Who knew that James Joyce’s daughter and Zelda Fitzgerald were trying their hands at dance or that a single ballet such as Le Train Bleu could bring together the choreography, music, dance, writing, fashion, and visual art talents of Nijinsky, Milhaud, Diaghilev, Cocteau, Coco Chanel, and Picasso (respectively)? I certainly didn’t. (I feel a bit like I would upon discovering that two of my best friends already knew each other…)
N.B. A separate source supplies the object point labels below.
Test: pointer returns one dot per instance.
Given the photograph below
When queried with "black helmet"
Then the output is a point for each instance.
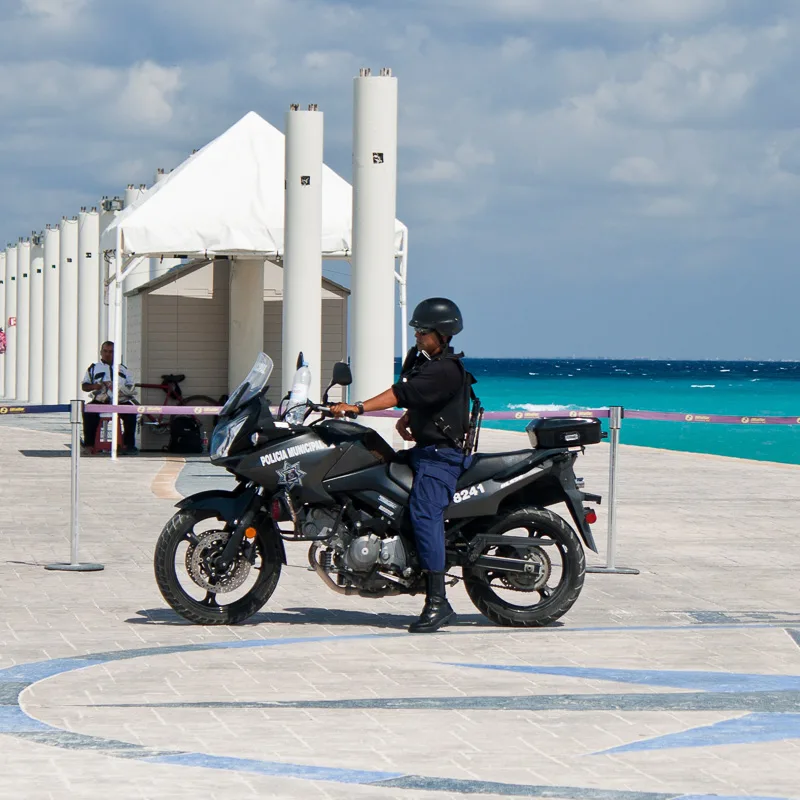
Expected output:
(439, 314)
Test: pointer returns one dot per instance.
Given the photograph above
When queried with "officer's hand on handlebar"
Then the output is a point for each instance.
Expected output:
(403, 429)
(344, 410)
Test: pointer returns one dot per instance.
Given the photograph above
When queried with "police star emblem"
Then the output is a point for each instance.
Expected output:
(290, 475)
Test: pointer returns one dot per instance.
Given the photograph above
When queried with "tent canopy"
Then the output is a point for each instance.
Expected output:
(228, 199)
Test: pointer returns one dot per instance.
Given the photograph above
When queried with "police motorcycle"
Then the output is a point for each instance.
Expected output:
(339, 486)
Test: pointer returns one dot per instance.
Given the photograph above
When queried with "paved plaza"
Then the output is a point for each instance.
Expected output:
(680, 682)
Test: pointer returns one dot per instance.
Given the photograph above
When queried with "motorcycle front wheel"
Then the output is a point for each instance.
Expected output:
(530, 600)
(183, 568)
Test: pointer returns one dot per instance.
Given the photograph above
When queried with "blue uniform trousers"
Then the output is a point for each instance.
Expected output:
(436, 472)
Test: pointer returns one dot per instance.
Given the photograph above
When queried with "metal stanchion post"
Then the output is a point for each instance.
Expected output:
(614, 425)
(75, 415)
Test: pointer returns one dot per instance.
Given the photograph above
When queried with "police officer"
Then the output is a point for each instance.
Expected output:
(435, 389)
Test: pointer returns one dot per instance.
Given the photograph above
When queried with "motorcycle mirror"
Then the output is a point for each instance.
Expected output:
(341, 374)
(341, 377)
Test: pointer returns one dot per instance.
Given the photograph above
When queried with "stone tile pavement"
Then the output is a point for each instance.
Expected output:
(683, 681)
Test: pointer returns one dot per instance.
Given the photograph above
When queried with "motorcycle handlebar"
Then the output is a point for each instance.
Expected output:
(326, 411)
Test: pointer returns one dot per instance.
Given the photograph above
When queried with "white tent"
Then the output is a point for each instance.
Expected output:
(227, 199)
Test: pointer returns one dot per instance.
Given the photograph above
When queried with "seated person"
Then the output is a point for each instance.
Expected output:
(98, 381)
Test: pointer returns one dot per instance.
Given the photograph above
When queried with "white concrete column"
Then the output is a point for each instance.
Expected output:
(246, 317)
(374, 211)
(89, 280)
(23, 318)
(140, 275)
(3, 319)
(36, 346)
(302, 243)
(109, 208)
(10, 324)
(69, 381)
(52, 249)
(160, 266)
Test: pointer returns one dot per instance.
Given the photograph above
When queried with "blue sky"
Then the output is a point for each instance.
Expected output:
(585, 177)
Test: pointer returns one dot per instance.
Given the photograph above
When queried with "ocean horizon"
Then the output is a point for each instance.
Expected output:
(743, 388)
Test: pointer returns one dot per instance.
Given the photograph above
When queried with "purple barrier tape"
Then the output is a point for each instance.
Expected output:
(602, 413)
(33, 409)
(679, 416)
(105, 408)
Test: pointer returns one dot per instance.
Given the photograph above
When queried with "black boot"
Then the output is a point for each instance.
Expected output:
(437, 611)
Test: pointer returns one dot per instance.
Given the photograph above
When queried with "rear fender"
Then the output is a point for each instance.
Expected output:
(574, 499)
(230, 507)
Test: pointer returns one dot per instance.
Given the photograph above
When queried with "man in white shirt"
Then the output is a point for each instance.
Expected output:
(98, 381)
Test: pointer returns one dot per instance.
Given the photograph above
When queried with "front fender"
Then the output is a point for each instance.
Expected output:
(230, 507)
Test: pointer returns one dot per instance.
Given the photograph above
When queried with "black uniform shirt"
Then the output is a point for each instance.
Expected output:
(425, 387)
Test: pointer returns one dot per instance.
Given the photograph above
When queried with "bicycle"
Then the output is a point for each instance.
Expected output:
(171, 386)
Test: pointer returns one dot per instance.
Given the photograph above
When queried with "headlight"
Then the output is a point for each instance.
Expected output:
(224, 436)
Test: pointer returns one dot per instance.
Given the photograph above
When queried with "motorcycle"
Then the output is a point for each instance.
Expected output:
(339, 486)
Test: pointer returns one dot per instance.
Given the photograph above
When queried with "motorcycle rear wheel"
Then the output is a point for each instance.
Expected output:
(554, 602)
(207, 611)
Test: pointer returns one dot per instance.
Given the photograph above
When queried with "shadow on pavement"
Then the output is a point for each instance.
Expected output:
(310, 616)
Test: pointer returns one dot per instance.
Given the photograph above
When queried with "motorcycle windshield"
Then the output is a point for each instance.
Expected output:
(255, 381)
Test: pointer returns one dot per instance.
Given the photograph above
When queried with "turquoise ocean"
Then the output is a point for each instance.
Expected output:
(741, 388)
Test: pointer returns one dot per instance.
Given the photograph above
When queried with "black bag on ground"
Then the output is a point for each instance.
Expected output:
(185, 435)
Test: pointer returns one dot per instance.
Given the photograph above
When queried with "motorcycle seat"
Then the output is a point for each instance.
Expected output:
(401, 474)
(483, 467)
(489, 465)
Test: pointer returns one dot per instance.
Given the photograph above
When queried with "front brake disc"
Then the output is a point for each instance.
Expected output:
(208, 547)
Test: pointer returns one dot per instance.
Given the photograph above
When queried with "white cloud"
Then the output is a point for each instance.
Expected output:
(437, 171)
(54, 10)
(592, 132)
(638, 171)
(515, 48)
(669, 206)
(579, 11)
(148, 95)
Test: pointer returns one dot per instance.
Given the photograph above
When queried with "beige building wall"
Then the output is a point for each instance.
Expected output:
(182, 327)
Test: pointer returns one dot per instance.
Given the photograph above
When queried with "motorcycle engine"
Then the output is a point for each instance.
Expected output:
(366, 552)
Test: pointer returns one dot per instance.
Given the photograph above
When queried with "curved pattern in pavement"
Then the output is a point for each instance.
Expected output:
(767, 696)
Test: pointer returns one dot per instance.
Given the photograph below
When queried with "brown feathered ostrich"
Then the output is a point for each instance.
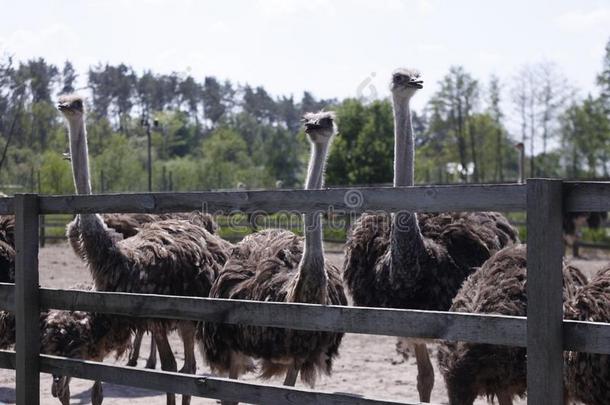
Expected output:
(129, 225)
(498, 287)
(86, 336)
(279, 266)
(411, 261)
(587, 373)
(7, 248)
(175, 257)
(74, 334)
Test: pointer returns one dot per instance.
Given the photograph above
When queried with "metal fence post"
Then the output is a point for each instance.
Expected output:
(544, 292)
(27, 306)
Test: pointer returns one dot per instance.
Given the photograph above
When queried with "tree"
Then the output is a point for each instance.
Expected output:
(364, 149)
(496, 115)
(454, 103)
(603, 79)
(586, 132)
(68, 78)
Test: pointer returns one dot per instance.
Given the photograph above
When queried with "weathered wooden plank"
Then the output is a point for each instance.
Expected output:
(7, 205)
(587, 196)
(201, 385)
(376, 321)
(7, 297)
(7, 359)
(544, 292)
(27, 309)
(422, 198)
(592, 337)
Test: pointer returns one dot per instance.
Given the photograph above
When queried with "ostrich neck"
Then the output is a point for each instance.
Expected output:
(407, 240)
(97, 244)
(312, 282)
(80, 156)
(404, 145)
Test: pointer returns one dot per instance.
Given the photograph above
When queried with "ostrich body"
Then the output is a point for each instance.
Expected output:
(129, 225)
(7, 249)
(171, 257)
(498, 287)
(74, 334)
(411, 261)
(86, 336)
(587, 373)
(279, 266)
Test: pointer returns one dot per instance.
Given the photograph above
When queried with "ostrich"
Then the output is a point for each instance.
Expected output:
(587, 373)
(417, 262)
(277, 265)
(129, 225)
(74, 334)
(498, 287)
(7, 248)
(175, 257)
(86, 336)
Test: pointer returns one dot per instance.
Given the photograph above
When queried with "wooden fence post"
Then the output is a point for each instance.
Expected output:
(27, 307)
(544, 292)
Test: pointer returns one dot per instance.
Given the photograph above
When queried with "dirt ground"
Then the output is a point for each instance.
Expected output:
(368, 365)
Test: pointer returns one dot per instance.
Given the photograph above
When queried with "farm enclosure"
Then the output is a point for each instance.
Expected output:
(546, 338)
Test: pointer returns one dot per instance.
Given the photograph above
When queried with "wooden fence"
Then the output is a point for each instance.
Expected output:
(543, 332)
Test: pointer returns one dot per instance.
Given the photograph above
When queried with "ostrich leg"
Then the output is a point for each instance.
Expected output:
(168, 361)
(61, 389)
(291, 376)
(152, 356)
(504, 398)
(233, 374)
(135, 351)
(425, 372)
(97, 394)
(187, 332)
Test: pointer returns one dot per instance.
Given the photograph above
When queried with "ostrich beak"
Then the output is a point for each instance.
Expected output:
(417, 83)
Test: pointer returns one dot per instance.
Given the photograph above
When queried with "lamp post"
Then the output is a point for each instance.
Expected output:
(146, 124)
(521, 148)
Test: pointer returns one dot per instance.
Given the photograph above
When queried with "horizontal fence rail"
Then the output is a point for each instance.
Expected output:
(504, 198)
(196, 385)
(579, 197)
(474, 328)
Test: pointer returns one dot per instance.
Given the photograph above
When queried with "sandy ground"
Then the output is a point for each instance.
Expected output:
(368, 365)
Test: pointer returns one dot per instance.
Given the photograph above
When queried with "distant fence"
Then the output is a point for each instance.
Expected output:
(544, 333)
What I’m realizing after these last four days of research is just how interconnected the arts scene of 1920s Paris was—with everything influencing everything else. It was an atmosphere of radical change and new excitement but not without fear of completely losing the old. Lynn Garafola, in her book Diaghilev’s Ballets Russes, writes of the complicated attitudes: “In an age where birth counted for little and wealth had squandered its claim to leadership through public displays of hedonism, art alone seems to justify the continued existence of older forms of social privilege” (360). Did the so-called Lost Generation turn to artists as the new elite, or did they believe they were abolishing the elite altogether? Did the mixing of race, class, and nationality within the arts blur pre-existing dichotomies or create new ones?
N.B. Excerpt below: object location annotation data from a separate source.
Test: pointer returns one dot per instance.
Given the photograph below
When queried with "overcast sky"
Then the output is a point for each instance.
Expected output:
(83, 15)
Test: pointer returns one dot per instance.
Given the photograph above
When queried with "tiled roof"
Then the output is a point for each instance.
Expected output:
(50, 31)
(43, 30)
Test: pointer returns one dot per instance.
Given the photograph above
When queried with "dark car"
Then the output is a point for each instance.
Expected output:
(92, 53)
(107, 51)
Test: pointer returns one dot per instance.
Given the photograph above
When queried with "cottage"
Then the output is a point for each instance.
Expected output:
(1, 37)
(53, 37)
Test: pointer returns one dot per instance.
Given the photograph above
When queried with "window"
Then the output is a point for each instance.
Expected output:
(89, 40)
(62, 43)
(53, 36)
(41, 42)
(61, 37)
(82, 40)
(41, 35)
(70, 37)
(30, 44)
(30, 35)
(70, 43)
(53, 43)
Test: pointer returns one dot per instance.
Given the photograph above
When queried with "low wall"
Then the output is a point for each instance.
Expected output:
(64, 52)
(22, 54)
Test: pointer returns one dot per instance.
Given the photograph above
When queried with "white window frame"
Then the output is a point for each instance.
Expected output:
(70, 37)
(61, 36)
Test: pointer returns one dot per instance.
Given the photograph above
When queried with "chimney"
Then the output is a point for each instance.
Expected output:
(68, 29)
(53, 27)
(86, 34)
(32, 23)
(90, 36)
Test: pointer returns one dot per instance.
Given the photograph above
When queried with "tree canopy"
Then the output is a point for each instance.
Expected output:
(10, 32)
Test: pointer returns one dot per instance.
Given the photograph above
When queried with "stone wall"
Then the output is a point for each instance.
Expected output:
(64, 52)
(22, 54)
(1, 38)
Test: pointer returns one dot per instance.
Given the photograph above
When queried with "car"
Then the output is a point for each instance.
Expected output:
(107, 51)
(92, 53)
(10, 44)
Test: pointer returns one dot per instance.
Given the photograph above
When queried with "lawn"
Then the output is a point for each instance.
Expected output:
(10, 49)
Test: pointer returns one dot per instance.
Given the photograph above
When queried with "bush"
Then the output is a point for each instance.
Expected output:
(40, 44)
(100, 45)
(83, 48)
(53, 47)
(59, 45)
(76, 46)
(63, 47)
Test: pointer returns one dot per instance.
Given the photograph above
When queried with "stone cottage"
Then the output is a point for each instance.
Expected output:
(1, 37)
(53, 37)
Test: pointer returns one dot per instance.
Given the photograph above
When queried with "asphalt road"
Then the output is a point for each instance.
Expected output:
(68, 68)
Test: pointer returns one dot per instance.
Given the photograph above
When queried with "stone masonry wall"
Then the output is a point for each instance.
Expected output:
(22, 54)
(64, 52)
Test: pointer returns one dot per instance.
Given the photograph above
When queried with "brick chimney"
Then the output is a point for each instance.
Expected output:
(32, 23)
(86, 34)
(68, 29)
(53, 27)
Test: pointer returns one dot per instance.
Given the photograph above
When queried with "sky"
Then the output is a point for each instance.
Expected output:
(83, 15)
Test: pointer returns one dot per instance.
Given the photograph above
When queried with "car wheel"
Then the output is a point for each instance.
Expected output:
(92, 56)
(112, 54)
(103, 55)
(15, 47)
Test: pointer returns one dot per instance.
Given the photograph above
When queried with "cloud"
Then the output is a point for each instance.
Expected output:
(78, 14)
Possibly 1920s Paris doesn’t lend itself easily to yes or no questions, nor do I feel confident categorizing the era with anything more than the words dynamic and fluid. As I continue my research, I want to keep examining these questions, never forgetting to take into account that all of this was happening temporally and in a specific place. Paris itself, with its history, traditions, and post-war rawness, may be one of the largest forces swaying the scene.